One instant comparison to make is with Podio, a piece of software that almost seems to present itself as the anti-Basecamp, with all of its freedom and flexibility very much the opposite of what you get here. Basecamp has evolved in its 13 years of life, but still feels its age, lacking the social media influences of its rivals. That’s hardly surprising, given that it’s older than Facebook or Twitter, but it might be off-putting for younger organisations looking for something more fresh.

It’s also lacking the real-time chat aspects that are more common than ever in 2017’s collaboration software, while it struggles in some task management areas like time tracking, GANTT charts, etc. Some of these can be added in using third party solutions, but these usually add to the cost and can lead to a project management solution that is lacking cohesion and also flexibility.

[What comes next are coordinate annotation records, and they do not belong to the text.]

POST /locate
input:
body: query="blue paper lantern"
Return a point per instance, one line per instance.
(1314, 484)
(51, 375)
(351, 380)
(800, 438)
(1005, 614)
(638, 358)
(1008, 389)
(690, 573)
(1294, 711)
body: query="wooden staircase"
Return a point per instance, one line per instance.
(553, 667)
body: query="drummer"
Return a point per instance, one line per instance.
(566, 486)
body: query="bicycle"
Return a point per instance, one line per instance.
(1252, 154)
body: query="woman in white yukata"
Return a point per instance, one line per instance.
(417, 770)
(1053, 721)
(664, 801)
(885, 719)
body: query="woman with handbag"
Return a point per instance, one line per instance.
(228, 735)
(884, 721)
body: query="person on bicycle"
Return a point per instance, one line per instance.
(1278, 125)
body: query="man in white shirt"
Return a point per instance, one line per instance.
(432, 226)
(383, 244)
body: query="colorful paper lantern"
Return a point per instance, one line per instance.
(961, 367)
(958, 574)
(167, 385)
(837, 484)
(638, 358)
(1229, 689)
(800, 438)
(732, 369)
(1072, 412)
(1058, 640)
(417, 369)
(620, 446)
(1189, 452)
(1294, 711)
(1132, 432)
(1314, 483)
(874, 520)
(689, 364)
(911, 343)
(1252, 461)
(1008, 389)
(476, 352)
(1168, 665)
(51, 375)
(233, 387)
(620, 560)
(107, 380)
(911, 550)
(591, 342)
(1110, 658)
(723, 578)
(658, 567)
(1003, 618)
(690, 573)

Having said all this, Basecamp isn’t still being used by people all over the globe out of pure nostalgia. The digital world isn’t that sentimental. Basecamp does what it has always done well, it’s an excellent tool for visual work projects, it’s a very intuitive piece of software that can be picked up and used by anyone fairly quickly. It offers a lot of file storage and has everything in the place you’d expect to find it. But whether that is enough to make it stand out anymore remains to be seen.

The best things about Basecamp are:

  • Easy to learn how to use it
  • Very strong structured approach
  • Lots of file storage

Conclusion: Which collaboration software is right for you?

As our collaboration software guide has hopefully demonstrated, there are many options out there for you. Some big players that do aspects of collaboration software include Trello, Samepage, Smartsheet, Igloo, HipChat, LeanKit and Workfront, and so on. We’ve focused on some of the biggest and best tools out there to give you a range of possibilities and help you identify which aspects are important to you.

The key thing is to do your research both into what the leading collaboration software tools are but also into your business and its specific needs. Products like Podio offer flexibility and customization, but the benefits of these will be limited if they still don’t meet your requirements because you haven’t decided what they are first. Collaboration software can and will change the way your staff work for the better, but only if you use it wisely.